Ex-Stop-and-Frisk Judge Lets It All Hang Out


     (CN) – Transferring the last of her stop-and-frisk cases to a colleague’s docket Tuesday, U.S. District Judge Shira Scheindlin capped off her work on the case with a slap at the appellate panel that recused her.
     Scheindlin spent five of her 21 years on the federal bench presiding over three cases on unconstitutional police stops.
     The most significant of the three, Floyd v. City of New York, ended in her landmark order forcing the New York City Police Department to submit to wide-ranging reforms, including the use of body cameras and submission to a court-appointed monitor.
     With then-Mayor Michael Bloomberg using Scheindlin’s neutrality to fight the reforms tooth and nail, the 2nd Circuit upheld the substance of the judge’s rulings but put the reforms on ice and recused Scheindlin for creating the appearance of bias by speaking to the press.

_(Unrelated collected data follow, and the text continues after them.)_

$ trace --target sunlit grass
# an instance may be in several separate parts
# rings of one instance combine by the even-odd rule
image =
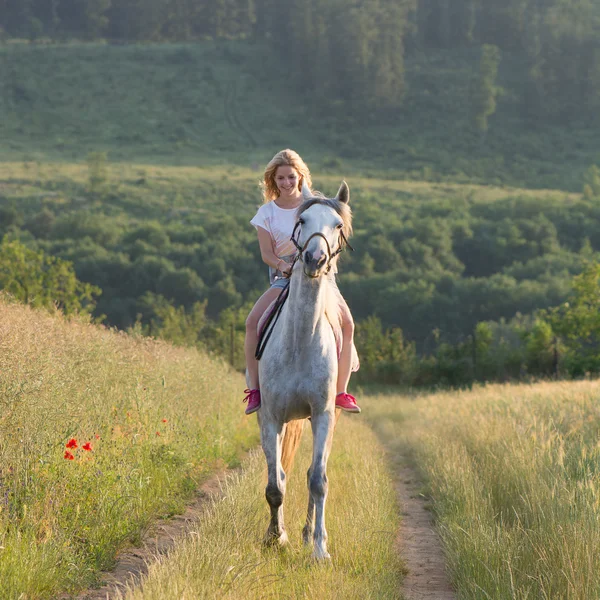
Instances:
[[[127,600],[223,598],[399,598],[401,564],[394,548],[398,509],[381,446],[373,432],[343,417],[329,461],[327,529],[331,565],[316,564],[303,548],[310,431],[291,474],[285,499],[290,547],[265,549],[266,470],[261,452],[227,484],[224,500],[200,518],[194,532],[153,566]]]
[[[424,476],[460,598],[599,597],[599,394],[584,381],[365,402]]]
[[[50,598],[92,584],[257,428],[218,360],[4,301],[0,315],[0,598]]]

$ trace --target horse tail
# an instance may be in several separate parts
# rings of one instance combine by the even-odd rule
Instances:
[[[294,457],[302,440],[305,421],[306,419],[297,419],[290,421],[285,426],[285,434],[281,443],[281,467],[284,473],[289,473],[294,465]]]

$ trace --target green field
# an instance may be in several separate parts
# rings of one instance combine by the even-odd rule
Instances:
[[[316,113],[259,43],[5,44],[0,159],[71,162],[104,151],[115,162],[250,168],[293,147],[313,169],[344,177],[580,191],[600,162],[597,130],[529,121],[520,108],[527,73],[506,54],[499,84],[511,93],[482,145],[468,102],[478,61],[478,48],[408,56],[401,110],[352,116]]]

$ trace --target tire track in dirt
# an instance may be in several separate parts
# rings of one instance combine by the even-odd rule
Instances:
[[[404,600],[456,600],[446,572],[442,542],[435,530],[431,511],[420,493],[416,472],[402,458],[394,476],[402,520],[398,549],[407,574],[402,581]]]
[[[101,574],[101,587],[84,590],[75,596],[63,594],[58,600],[112,600],[117,591],[124,592],[128,587],[139,585],[148,573],[149,565],[157,557],[167,554],[193,529],[198,516],[212,500],[223,497],[222,482],[232,471],[235,469],[220,471],[205,481],[183,514],[154,523],[139,548],[119,552],[115,567]]]

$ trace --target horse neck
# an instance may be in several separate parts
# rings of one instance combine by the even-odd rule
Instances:
[[[300,268],[292,273],[284,328],[296,343],[312,337],[325,317],[328,289],[329,278],[325,275],[310,279]]]

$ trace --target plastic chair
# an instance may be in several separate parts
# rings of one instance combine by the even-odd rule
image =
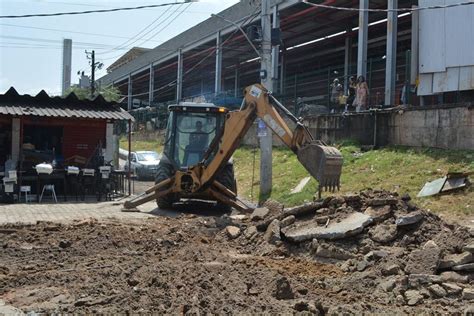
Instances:
[[[28,203],[28,193],[31,193],[31,186],[29,186],[29,185],[22,185],[22,186],[20,186],[20,197],[19,197],[19,200],[21,200],[21,193],[24,193],[24,195],[25,195],[25,203]]]
[[[41,191],[41,195],[40,195],[40,199],[39,199],[40,203],[41,203],[41,200],[43,199],[44,191],[50,191],[51,196],[54,199],[54,202],[58,203],[58,199],[56,198],[56,191],[54,190],[54,184],[45,184],[43,186],[43,191]]]

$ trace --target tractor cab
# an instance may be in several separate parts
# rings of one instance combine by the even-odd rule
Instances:
[[[228,110],[211,103],[183,102],[168,107],[164,154],[177,170],[207,165],[218,146],[211,146],[224,127]]]

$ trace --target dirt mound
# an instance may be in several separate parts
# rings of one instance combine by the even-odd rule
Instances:
[[[474,303],[472,232],[407,196],[267,205],[245,217],[0,227],[0,311],[419,314]]]

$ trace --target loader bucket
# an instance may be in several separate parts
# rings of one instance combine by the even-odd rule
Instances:
[[[300,148],[296,155],[309,174],[318,180],[321,189],[339,189],[343,159],[337,148],[313,141]]]

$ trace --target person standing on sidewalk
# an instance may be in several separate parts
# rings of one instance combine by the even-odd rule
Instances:
[[[364,76],[359,76],[359,78],[357,78],[356,97],[354,99],[356,112],[366,111],[368,109],[368,103],[369,87],[367,86],[367,82],[365,82]]]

     Scheindlin has defended her media interactions as a necessary response to the Bloomberg administration’s whisper campaigns accusing her of hostility toward the police.
     Since that time, U.S. District Judge Analisa Torres has taken over the handling of the Floyd case along with Ligon v. City of New York, a case challenging the use of “vertical patrols” in private housing.
     New York City has grown more cordial to stop-and-frisk reform under the administration of Mayor Bill de Blasio, who dropped the city’s appeal in one of his first acts of office.
     City Hall’s implementation of the so-called “Joint Remedial Process” is now believed to be imminent.
     To ease this process, Scheindlin sent the last stop-and-frisk case on her docket, Davis v. City of New York, to Torres with a benchslap to the appellate panel that recused her.
     “I am transferring the Davis case with regret as it would have been most appropriate for the judge that supervised this case – and the related cases – for more than five years to supervise the implementation of the remedies imposed by the court or agreed to by the parties,” she wrote. “Nonetheless, I do so because it is most important that the parties work together in one joint remedial process to repair the damage that was done during the years that the defendants in these cases violated the plaintiffs’ constitutional rights. The joint remedial process is underway and like all New Yorkers I have the highest hopes for its success.”